16 August 2006

Frederick Mosteller: Statistician, Stylometrist, Red Sox fan

The mathematician Frederick Mosteller died last month after a long and rich career. On the faculty at Harvard for forty years, he chaired four different departments and was one of the founders of the school's statistics department. And he put himself through college playing poker!

One of the reasons Mosteller's work is near and dear to my heart is because he was a lifelong Red Sox fan. One of his earlier published works discussed the statistical forces at play in baseball, concluding that the outcome of a game involves so many chance events that the winning team is not always the better team. Hey, Red Sox fans have known that for decades, but Mosteller was the first guy to back it up with science.

I first ran across Mosteller's work reading The Language of Mathematics by Keith Devlin. Devlin describes Mosteller's work on the Federalist Papers - one of the most well-known uses of statistics in linguistic analysis, a field now called stylometry.
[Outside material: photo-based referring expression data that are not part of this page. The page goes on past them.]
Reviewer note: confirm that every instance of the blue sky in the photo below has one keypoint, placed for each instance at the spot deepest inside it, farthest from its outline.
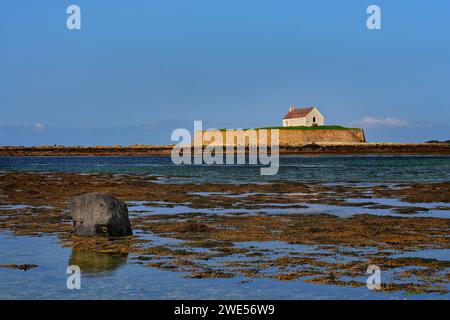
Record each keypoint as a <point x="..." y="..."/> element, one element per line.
<point x="139" y="69"/>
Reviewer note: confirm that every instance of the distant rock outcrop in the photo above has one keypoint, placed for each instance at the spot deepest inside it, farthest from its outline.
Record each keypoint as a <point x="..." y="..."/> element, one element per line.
<point x="99" y="214"/>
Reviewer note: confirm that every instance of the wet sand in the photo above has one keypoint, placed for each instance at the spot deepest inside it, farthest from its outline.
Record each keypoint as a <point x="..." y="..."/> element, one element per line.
<point x="252" y="230"/>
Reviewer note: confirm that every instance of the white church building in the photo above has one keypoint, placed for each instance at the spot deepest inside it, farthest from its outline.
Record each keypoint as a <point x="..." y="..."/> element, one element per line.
<point x="308" y="117"/>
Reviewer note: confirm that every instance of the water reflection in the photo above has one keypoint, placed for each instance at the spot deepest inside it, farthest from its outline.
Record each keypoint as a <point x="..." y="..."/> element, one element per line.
<point x="97" y="264"/>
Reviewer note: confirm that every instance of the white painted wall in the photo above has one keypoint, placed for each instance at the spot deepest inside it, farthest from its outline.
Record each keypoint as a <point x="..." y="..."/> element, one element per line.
<point x="313" y="117"/>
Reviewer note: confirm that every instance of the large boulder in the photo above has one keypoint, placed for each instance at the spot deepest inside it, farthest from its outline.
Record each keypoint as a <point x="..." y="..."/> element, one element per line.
<point x="99" y="214"/>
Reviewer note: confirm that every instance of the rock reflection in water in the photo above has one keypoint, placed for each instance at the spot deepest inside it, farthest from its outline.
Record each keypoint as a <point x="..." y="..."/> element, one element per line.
<point x="97" y="264"/>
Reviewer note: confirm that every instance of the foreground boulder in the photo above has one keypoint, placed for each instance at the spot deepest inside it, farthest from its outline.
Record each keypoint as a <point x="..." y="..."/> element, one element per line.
<point x="99" y="214"/>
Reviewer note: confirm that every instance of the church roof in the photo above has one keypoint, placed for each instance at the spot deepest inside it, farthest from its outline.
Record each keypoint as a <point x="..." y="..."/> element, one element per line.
<point x="298" y="113"/>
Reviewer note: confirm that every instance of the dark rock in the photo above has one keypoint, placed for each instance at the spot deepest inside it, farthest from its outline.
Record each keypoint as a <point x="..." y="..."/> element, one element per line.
<point x="99" y="214"/>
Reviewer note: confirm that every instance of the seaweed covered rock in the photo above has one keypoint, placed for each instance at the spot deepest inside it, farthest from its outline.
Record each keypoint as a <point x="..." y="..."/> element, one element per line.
<point x="99" y="214"/>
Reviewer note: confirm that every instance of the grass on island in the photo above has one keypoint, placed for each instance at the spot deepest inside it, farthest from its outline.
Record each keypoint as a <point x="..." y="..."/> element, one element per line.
<point x="298" y="128"/>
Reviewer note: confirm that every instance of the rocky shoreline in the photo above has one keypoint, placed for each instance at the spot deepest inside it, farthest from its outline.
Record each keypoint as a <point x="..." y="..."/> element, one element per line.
<point x="224" y="229"/>
<point x="435" y="148"/>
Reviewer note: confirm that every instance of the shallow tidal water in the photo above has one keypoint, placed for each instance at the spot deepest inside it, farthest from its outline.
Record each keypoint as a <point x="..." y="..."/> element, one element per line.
<point x="119" y="277"/>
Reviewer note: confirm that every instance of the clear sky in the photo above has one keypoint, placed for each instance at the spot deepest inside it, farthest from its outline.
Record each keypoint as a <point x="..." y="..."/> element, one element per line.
<point x="139" y="69"/>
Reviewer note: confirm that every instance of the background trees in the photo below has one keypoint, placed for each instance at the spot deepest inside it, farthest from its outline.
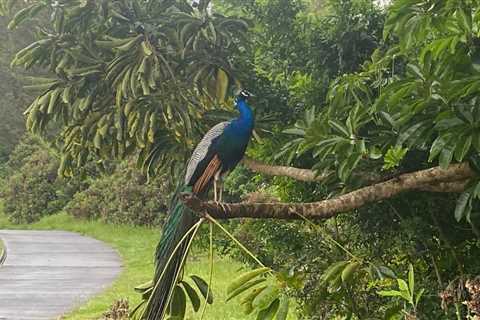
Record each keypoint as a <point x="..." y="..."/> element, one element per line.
<point x="356" y="93"/>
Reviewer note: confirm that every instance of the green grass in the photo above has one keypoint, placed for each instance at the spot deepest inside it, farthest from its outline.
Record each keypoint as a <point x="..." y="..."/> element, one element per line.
<point x="136" y="246"/>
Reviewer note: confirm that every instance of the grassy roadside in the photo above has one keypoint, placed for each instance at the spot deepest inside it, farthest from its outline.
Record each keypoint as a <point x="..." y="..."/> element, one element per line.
<point x="136" y="246"/>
The Federalist Papers are a series of essays which appeared in New York newspapers in 1787 and 1788, designed to persuade citizens to ratify the US Constitution. They were authored by James Madison, Alexander Hamilton, and John Jay, although they were published under a single pseudonym. Although both Hamilton and Madison wrote lists detailing who wrote what, the authorship of twelve of the essays is unclear.

Mosteller and his colleague David Wallace used word counts for thirty common words such as "by", "according", "there" and "enough". Analyzing the essays whose authorship was unquestioned, they were able to create a sort of linguistic fingerprint for each author. They compared these profiles to the word counts in the anonymous essays. Although any one word count alone would not yield conclusive results, the thirty words counts together established that Madison was most likely the author of the twelve disputed essays.
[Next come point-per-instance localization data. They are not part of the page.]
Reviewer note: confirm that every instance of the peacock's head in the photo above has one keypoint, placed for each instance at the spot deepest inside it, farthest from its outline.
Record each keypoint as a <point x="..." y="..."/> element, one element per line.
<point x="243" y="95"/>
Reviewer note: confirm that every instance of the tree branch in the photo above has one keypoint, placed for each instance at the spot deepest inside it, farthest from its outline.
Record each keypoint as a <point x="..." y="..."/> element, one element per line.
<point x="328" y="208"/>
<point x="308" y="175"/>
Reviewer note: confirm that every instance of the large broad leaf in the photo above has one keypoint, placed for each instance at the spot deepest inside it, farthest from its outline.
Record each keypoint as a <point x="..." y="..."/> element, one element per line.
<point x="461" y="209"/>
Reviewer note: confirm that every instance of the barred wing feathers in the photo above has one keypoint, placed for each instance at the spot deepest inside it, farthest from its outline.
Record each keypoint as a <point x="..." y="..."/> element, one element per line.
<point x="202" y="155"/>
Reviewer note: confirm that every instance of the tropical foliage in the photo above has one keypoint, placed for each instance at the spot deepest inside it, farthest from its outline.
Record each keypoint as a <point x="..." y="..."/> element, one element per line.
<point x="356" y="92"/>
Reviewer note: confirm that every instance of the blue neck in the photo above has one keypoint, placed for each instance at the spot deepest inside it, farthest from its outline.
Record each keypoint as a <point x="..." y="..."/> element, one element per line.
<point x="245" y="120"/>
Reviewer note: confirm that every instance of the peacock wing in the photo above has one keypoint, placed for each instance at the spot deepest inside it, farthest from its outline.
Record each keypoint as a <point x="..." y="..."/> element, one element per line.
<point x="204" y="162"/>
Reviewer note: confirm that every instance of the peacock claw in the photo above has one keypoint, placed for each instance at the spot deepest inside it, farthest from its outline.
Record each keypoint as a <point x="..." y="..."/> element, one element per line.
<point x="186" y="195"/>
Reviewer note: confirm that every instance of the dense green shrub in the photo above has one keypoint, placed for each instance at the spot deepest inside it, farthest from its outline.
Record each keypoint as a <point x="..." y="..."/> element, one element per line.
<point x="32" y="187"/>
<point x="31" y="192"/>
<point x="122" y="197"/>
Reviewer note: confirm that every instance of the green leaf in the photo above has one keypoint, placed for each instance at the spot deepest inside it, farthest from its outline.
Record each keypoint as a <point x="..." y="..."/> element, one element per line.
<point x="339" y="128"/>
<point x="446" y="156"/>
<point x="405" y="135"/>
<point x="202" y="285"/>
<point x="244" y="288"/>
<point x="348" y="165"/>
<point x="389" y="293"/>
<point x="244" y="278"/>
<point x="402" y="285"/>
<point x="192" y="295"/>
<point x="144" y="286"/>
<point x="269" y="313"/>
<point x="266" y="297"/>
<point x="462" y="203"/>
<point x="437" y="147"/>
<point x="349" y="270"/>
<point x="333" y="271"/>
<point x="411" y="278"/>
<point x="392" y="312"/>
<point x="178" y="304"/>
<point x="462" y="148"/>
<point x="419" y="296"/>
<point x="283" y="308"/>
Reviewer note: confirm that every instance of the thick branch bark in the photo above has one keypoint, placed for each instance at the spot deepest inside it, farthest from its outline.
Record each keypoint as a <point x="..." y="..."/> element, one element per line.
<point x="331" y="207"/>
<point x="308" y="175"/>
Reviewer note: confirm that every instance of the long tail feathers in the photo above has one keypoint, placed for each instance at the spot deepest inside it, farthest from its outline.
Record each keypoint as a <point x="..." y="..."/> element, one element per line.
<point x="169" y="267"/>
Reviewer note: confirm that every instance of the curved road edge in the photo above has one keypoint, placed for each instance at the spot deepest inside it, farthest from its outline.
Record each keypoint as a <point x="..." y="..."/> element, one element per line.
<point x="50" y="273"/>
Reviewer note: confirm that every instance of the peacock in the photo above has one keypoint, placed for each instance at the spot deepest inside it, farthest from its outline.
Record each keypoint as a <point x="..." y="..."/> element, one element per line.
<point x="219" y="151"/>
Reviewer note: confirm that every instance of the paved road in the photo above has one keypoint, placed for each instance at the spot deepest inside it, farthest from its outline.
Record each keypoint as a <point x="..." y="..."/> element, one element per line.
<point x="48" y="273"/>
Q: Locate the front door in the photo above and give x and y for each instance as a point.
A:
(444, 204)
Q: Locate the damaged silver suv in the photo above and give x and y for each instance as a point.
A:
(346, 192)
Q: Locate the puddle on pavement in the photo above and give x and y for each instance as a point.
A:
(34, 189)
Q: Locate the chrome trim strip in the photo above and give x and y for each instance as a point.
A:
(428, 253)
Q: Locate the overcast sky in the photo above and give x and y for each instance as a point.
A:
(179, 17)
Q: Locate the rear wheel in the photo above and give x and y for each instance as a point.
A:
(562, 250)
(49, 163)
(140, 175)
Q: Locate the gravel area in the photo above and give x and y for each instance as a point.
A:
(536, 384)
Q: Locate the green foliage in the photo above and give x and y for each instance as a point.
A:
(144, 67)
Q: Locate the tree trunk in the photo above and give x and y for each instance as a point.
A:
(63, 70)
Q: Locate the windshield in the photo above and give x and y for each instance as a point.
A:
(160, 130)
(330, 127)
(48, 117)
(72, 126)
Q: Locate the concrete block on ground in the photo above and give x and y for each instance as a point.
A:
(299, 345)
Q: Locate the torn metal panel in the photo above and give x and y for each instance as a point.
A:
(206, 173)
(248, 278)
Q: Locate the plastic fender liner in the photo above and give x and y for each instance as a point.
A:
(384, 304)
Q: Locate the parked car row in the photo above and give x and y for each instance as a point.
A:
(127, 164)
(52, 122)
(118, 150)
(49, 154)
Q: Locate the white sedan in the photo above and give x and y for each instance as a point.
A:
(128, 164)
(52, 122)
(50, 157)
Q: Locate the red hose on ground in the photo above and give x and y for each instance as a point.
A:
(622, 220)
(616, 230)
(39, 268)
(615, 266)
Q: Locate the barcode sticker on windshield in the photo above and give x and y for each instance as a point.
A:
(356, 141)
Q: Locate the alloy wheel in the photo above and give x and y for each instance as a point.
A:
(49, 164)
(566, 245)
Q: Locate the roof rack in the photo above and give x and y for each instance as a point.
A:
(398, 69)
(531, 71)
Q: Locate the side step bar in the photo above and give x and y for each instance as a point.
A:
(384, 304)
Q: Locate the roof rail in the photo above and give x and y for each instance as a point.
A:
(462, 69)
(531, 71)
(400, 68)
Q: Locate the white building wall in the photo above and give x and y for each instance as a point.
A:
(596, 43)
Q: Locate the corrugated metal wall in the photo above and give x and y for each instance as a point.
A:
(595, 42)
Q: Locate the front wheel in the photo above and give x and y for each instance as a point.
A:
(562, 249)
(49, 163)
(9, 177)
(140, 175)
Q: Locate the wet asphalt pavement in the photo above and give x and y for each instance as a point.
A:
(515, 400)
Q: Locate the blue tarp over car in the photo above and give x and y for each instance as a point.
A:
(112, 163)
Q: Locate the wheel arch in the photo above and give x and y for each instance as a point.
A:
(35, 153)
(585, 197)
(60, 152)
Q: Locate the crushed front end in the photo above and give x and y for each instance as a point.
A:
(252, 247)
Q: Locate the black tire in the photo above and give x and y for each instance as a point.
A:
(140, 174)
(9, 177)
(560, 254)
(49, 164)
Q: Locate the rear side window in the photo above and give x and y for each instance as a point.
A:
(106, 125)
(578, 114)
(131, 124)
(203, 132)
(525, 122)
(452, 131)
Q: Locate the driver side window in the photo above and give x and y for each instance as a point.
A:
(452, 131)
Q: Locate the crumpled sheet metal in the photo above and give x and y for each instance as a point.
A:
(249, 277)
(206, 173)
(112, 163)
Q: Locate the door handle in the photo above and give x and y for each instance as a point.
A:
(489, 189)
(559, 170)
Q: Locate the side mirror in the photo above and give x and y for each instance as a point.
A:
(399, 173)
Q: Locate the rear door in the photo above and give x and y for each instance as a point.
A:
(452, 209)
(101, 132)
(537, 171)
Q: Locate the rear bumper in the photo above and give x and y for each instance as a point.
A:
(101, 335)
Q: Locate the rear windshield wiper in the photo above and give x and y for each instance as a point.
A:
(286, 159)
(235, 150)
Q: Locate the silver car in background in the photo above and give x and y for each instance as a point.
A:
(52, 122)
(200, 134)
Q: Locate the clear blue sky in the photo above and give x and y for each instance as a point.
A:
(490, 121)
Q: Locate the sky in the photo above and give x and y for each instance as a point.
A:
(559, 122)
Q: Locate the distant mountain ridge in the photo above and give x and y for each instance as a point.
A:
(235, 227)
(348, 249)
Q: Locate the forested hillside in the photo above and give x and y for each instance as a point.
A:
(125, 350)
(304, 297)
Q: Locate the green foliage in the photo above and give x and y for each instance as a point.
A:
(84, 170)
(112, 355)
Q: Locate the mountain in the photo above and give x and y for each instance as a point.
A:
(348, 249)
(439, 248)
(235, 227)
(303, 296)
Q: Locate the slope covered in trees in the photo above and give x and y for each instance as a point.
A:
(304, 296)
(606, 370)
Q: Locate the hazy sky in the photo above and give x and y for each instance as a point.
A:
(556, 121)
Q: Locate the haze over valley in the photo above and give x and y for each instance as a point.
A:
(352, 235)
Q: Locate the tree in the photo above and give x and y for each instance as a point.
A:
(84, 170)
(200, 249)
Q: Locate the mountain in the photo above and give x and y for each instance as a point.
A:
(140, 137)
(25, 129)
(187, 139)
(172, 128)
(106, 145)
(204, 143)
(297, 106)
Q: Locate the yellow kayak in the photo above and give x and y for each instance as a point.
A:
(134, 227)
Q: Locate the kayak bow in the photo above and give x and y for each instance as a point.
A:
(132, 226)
Mosteller's research interests were diverse. His career spanned sixty years of active research in a wide range of fields. As a biostatistician, he studied the placebo effect, analyzed the relative risk of the anaesthetic Halothane, and published a statistical risk/benefit analysis of surgery. More recently, he advised the Clinton administration on the impact of smaller classes on children's learning. He called for better use of statistical trials to test innovations in elementary education and in health care, and it's said that his work in sports statistics influenced Billy Beane's innovative management approach with the Oakland A's.

And he finally got to see his team take the World Series in 2004.